Non-response bias is a key problem when conducting any type of survey, including surveys that use a discrete choice experiment (DCE) methodology. Non-response bias occurs when sampled individuals who respond to the survey differ from those who do not respond in ways that would affect the survey response. For instance, assume that in the real-world, half of patients prefer treatment A and half prefer treatment B. However, if a large share of patients that prefer treatment A decide not to respond to the survey, the resulting research may suggest that treatment B is strongly preferred, when in reality this is not the case.
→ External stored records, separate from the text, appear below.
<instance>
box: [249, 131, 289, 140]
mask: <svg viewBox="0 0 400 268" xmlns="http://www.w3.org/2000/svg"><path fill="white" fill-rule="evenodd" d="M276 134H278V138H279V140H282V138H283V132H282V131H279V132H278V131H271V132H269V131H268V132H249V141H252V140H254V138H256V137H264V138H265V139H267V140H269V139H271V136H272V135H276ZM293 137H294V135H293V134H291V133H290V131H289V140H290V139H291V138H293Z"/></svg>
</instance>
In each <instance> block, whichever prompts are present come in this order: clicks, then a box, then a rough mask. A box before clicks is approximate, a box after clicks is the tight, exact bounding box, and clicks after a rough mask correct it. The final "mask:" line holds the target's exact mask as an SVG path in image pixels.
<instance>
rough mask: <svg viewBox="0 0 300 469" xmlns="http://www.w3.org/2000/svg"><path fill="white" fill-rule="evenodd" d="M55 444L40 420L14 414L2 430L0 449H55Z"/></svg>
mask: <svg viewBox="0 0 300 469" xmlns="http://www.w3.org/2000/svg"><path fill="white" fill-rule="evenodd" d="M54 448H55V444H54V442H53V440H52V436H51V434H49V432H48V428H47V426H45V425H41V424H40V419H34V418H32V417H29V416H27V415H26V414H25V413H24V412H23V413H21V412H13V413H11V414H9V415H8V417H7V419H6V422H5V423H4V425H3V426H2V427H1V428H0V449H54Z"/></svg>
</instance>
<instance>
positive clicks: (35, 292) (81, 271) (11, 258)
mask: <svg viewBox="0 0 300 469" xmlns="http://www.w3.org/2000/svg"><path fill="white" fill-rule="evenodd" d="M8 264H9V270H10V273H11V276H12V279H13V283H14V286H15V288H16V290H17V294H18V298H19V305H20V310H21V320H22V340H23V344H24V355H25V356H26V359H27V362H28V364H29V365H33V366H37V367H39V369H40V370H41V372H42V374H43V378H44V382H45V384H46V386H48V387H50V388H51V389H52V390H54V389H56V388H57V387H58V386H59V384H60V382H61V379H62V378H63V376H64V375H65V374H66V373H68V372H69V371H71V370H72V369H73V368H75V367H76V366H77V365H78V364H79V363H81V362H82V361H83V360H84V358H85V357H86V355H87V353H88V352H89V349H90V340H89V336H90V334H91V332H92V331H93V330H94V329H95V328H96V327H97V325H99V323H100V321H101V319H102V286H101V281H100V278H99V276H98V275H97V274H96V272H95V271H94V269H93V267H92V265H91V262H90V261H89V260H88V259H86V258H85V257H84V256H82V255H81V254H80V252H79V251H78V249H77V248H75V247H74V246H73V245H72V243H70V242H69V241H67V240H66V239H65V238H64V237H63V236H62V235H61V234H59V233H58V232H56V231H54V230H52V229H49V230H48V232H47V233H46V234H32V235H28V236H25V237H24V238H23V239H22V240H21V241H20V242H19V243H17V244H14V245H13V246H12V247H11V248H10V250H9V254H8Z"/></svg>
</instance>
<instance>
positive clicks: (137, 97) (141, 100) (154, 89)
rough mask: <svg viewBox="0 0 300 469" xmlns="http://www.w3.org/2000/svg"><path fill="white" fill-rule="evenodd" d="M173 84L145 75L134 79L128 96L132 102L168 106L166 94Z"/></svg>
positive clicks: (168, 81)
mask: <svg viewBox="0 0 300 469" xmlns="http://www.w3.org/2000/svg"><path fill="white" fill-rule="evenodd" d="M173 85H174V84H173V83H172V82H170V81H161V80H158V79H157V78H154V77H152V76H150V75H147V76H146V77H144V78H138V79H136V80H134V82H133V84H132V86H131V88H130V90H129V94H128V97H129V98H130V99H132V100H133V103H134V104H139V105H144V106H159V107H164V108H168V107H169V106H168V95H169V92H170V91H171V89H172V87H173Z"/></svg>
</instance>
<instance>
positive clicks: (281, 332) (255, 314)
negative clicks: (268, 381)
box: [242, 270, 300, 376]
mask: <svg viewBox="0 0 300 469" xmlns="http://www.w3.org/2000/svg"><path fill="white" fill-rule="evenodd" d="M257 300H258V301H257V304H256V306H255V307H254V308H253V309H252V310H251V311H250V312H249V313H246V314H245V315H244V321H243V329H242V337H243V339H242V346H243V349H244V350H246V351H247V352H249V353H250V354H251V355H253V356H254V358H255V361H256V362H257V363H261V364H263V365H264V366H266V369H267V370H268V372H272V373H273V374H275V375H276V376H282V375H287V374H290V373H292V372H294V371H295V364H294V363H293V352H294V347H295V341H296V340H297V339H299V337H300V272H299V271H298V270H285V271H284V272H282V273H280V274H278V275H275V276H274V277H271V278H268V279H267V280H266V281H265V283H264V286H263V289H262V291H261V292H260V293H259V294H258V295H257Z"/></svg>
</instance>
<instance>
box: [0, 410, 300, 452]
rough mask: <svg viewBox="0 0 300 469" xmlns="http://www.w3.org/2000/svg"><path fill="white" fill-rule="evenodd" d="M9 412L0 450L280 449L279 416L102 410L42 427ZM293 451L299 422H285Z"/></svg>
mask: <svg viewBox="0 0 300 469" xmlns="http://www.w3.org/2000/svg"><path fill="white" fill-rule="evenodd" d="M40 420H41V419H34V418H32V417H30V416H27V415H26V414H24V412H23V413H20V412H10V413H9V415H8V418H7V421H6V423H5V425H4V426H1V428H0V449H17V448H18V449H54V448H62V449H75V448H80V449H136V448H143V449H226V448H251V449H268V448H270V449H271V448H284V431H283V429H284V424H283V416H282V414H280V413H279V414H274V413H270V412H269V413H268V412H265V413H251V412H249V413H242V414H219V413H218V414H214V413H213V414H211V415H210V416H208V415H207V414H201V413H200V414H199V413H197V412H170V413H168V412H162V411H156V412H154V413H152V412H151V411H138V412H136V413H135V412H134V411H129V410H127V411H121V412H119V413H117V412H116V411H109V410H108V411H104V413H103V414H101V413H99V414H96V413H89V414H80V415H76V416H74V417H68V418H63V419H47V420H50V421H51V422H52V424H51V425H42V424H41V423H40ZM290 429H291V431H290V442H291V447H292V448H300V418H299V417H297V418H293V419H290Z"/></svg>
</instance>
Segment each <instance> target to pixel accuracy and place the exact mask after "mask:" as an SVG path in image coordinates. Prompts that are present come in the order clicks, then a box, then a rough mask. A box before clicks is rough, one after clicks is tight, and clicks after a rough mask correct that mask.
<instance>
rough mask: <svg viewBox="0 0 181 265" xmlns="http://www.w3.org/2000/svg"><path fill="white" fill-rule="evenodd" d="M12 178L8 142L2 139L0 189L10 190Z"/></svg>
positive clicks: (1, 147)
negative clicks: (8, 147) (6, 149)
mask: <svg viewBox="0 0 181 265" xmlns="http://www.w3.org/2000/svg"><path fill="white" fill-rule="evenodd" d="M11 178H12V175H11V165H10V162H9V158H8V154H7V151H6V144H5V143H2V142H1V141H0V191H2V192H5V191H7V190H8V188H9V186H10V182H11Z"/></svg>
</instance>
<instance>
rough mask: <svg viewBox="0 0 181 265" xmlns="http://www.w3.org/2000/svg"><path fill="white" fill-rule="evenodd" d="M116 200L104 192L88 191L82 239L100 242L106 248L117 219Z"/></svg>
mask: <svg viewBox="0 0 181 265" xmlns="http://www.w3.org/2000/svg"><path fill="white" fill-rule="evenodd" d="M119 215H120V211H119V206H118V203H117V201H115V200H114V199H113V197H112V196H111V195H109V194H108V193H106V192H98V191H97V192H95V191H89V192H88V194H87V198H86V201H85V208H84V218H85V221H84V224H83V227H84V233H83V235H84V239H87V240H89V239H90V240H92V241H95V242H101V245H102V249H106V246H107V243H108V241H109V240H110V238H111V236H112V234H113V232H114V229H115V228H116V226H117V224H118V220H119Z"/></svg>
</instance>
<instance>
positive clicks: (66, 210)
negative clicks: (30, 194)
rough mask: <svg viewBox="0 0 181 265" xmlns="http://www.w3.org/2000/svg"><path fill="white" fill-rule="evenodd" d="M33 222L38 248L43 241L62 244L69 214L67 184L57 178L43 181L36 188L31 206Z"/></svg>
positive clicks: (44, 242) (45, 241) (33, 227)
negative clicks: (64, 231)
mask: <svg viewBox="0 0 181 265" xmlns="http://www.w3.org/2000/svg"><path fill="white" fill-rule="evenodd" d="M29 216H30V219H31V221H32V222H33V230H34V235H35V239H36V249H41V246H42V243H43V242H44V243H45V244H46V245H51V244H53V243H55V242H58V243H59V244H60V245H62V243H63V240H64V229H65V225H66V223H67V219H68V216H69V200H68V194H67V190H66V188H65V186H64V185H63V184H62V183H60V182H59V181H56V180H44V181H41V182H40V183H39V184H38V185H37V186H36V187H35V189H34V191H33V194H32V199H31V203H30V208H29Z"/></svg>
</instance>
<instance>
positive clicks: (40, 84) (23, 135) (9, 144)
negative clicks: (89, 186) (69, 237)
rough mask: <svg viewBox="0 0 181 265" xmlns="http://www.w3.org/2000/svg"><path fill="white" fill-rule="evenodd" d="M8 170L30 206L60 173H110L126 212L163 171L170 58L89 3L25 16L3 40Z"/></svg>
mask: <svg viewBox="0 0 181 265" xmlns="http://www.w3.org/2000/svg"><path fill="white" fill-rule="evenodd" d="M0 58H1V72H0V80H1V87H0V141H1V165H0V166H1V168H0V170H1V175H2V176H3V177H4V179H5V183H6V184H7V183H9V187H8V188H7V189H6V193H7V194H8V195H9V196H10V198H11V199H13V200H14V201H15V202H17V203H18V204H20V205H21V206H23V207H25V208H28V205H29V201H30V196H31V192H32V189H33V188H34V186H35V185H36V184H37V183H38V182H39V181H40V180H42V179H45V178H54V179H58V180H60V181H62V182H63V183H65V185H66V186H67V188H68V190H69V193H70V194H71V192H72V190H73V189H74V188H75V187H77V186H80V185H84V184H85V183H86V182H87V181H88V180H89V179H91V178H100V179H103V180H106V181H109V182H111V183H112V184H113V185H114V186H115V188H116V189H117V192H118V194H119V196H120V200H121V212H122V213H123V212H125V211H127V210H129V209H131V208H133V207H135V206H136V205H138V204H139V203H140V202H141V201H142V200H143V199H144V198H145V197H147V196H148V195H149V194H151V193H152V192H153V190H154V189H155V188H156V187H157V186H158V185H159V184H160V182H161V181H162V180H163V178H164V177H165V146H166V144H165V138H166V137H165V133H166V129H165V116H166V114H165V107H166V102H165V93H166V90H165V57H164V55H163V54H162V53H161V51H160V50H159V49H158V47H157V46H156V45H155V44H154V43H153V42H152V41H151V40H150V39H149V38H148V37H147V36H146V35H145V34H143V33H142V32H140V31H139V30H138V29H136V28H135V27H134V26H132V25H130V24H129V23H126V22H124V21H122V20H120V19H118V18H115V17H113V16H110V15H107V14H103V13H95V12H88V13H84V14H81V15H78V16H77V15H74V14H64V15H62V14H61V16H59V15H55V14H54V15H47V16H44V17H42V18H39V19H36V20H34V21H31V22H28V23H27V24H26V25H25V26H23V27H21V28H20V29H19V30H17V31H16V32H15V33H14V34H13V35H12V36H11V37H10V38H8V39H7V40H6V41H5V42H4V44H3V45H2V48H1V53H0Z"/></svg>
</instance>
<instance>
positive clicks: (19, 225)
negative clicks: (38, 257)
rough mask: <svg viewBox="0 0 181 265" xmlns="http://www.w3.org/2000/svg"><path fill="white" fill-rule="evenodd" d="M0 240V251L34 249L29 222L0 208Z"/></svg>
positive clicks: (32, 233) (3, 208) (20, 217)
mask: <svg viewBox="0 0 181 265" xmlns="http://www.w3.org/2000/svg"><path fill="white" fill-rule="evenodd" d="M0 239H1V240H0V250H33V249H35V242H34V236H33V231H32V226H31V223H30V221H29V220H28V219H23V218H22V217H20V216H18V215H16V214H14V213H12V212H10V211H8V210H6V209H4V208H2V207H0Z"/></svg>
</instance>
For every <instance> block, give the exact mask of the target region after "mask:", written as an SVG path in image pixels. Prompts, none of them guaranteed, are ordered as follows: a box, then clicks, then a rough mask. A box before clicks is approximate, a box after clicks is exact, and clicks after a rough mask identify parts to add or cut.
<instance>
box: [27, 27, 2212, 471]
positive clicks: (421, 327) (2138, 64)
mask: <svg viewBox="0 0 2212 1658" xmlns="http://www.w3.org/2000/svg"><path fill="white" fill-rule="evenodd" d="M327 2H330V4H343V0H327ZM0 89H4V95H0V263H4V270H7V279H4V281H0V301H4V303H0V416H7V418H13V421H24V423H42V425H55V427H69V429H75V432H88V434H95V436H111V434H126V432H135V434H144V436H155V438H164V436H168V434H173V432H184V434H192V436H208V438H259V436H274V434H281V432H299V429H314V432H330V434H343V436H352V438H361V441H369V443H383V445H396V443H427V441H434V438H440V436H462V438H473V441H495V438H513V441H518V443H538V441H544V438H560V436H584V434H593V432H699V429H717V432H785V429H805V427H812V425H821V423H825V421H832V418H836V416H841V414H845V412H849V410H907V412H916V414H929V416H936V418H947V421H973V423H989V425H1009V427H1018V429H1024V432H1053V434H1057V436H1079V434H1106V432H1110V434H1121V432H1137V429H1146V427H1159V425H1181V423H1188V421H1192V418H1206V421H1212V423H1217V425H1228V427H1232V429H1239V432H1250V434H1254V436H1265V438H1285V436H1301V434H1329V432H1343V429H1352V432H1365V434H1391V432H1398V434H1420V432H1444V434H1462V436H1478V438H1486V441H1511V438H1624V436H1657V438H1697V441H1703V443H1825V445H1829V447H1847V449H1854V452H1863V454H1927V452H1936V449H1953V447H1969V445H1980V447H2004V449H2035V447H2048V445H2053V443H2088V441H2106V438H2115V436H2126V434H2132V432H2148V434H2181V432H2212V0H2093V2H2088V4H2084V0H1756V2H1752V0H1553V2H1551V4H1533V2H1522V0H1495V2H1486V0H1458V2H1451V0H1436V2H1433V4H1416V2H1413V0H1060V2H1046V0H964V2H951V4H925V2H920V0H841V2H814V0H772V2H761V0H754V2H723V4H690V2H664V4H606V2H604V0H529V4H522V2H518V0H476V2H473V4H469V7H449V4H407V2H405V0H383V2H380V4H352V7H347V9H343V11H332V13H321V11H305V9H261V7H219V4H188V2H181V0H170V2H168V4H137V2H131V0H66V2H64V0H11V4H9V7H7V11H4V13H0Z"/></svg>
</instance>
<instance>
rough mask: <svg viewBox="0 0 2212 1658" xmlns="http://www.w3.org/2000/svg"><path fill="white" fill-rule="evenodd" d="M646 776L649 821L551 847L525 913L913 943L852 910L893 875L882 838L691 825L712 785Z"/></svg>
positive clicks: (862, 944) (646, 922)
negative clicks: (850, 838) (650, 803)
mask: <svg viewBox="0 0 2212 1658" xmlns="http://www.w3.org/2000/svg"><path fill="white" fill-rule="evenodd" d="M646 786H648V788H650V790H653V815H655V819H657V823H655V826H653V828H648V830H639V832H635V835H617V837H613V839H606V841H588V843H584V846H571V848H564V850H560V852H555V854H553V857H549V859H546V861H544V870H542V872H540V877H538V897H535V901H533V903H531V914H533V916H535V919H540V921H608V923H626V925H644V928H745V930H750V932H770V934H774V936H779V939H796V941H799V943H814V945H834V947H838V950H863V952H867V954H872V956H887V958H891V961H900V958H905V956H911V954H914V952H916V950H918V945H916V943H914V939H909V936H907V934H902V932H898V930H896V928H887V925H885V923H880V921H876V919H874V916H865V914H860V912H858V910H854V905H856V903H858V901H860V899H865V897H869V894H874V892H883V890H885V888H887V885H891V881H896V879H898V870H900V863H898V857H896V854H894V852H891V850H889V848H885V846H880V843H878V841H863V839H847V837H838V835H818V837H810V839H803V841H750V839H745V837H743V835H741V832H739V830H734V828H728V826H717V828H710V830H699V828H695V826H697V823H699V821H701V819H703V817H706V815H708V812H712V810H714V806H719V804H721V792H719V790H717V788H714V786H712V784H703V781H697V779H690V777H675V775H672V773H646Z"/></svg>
A paper by Watson, Becker, and Bekker-Grob (2016) attempt to identify factors that affect DCE response rates using a meta-regression approach. Using social exchange theory, they hypothesized that response rates are a function of perceived survey benefits and costs. The identified survey benefits based on the severity of the disease and whether the survey respondents were limited to patients who had that disease (or physicians treating that disease). They hypothesize that the benefits (and thus response rates) would be higher for more severe diseases (e.g., cancer) or when the sample population was limited to patients with the disease. They collected data on eight factors that affected the survey’s cognitive burden to respondents. These included:
- Number of attributes,
- Number of choice set alternatives,
- Number of choice sets to be answered,
- Includes an opt-out alternative,
- Includes a cost attribute,
- Includes a risk attribute,
- Elicits time preferences
- Same hypothetical alternative appears in all choice sets
Average response rates across all 64 studies conducted by mail that were included in the meta-regression was 50.4%. The average number of attributes was 5.3 and the average number alternatives was 2.6 with 63% of DCEs presenting respondents with exactly 2 options. The average number of choice sets the respondents answered was 12.7. About half (51.6%) of DCEs surveyed patients or caregivers, 21.5% health care professionals, and 20.4% the general public. Out of the 132 unqiues studies, 64 were conducted by mail, 24 were self-completed, 16 were interviews, 8 were conducted over the internet, and 20 were placed in an “other” category.
Using this sample, the authors find the following:
Increasing the number of attributes from between two and four attributes to five attributes, six attributes or seven or more attributes decreases response rates. Including an opt-out increases response rates. We find a mixed effect of the number of choice sets: compared with eight choice sets, response rates are higher for DCEs with fewer (3– 7) and more (> 8) choice sets. Contrary to expectations, studies with risk attributes have higher response rates. The inclusion of a cost attribute, time preferences or using a constant comparator design does not significantly affect survey response rates.
The perceived benefit of response increases response rates. Surveys of patients or healthcare professionals rather than the general public have higher response rates…reminders increase responses rates…
In summary (my emphasis):
Our findings suggest that researchers who want to minimise the cognitive burden should focus on the number of attributes included in the DCE choice sets.